Je branchai le gars aux cheveux mi-longs un moment sur son parcours, et à propos des informations que j'avais pu manquer. Il m'apprit des choses fort intéressantes sur la sélection à la clef, le stage mieux côté que je ne l'imaginais, on le lui avait chaudement recommandé. Une chance d'y être tombé, je devais maintenant m'y investir plus profondément pour en récolter des fruits mûrs.

La matinée se termina mieux. Plus attentif, je répondis à quelques questions pertinemment, histoire de redorer mon blason.

Entre midi et deux je rentrai manger dans une maison enfin abandonnée par mes parents et ma sœur partis à la plage. Un petit roupillon et je repris l'après-midi plus sérieusement encore.

Une heure avant l'examen marquant la fin de la journée, un petit incident émailla le bon déroulement du cours.

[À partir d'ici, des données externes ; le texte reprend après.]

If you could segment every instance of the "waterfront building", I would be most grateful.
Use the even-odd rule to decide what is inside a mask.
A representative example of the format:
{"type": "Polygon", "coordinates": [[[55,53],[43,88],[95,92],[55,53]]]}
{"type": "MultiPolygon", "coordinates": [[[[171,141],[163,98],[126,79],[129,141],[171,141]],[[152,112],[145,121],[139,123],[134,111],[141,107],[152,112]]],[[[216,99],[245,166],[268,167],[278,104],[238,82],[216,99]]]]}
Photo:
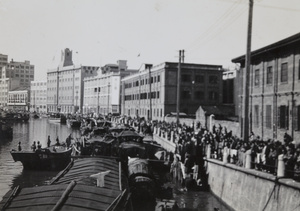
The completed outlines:
{"type": "Polygon", "coordinates": [[[34,65],[30,61],[8,62],[8,56],[0,54],[0,106],[8,105],[8,91],[29,88],[34,79],[34,65]]]}
{"type": "Polygon", "coordinates": [[[95,76],[99,67],[74,65],[72,51],[66,48],[61,63],[47,72],[48,112],[81,113],[85,77],[95,76]]]}
{"type": "Polygon", "coordinates": [[[47,113],[47,81],[31,81],[29,111],[47,113]]]}
{"type": "MultiPolygon", "coordinates": [[[[178,63],[143,68],[122,79],[122,114],[164,120],[176,113],[178,63]]],[[[181,64],[180,112],[195,115],[200,105],[222,102],[222,66],[181,64]]]]}
{"type": "Polygon", "coordinates": [[[2,67],[6,67],[7,66],[7,61],[8,61],[8,56],[4,55],[4,54],[0,54],[0,78],[2,78],[2,67]]]}
{"type": "MultiPolygon", "coordinates": [[[[296,143],[300,143],[299,46],[300,33],[251,53],[249,131],[264,140],[283,141],[287,133],[296,143]]],[[[237,72],[241,123],[245,56],[232,61],[241,65],[237,72]]]]}
{"type": "Polygon", "coordinates": [[[30,61],[16,62],[13,59],[6,66],[6,77],[20,80],[20,87],[30,87],[34,80],[34,65],[30,61]]]}
{"type": "Polygon", "coordinates": [[[29,111],[29,90],[18,87],[8,92],[7,107],[13,111],[29,111]]]}
{"type": "Polygon", "coordinates": [[[0,107],[6,108],[8,102],[8,91],[20,86],[20,80],[6,77],[6,66],[1,68],[0,78],[0,107]]]}
{"type": "Polygon", "coordinates": [[[126,60],[118,60],[117,64],[101,67],[97,76],[86,77],[83,113],[120,114],[121,79],[137,72],[138,70],[127,68],[126,60]]]}

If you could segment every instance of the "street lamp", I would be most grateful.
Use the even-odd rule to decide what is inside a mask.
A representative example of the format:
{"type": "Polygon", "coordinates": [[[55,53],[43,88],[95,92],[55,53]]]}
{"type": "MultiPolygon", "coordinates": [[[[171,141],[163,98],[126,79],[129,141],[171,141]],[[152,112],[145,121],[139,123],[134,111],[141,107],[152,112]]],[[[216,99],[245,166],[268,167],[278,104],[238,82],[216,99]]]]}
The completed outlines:
{"type": "Polygon", "coordinates": [[[151,91],[151,68],[152,68],[152,64],[145,64],[145,68],[148,69],[149,71],[149,100],[150,100],[150,112],[149,112],[149,119],[152,120],[152,91],[151,91]]]}
{"type": "Polygon", "coordinates": [[[77,112],[77,100],[78,100],[78,91],[76,91],[76,96],[75,96],[75,113],[77,112]]]}
{"type": "Polygon", "coordinates": [[[100,87],[96,87],[95,88],[95,92],[97,92],[97,115],[99,115],[99,94],[100,94],[101,88],[100,87]]]}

Un de mes voisins venait d'être rabroué par son collègue parce qu'il ne cessait de lui emprunter son blanc correcteur. Ce duo représentait caricaturalement le couple du faible faire valoir et du fort fait valu. Ayant été moi-même un suiveur pendant de longues années d'école primaire, je m'interposai sur le ton de la boutade et m'adressai à l'emprunteur de blanc correcteur tel un chevalier blanc d'opérette : « laisse tes ratures et demain je te passe le mien. » Remarque inutile, juste histoire de jouer le malin et de désamorcer la situation. Une façon comme une autre de me rendre intéressant. Mes sourires séducteurs fonctionnent avec tout le monde ou presque.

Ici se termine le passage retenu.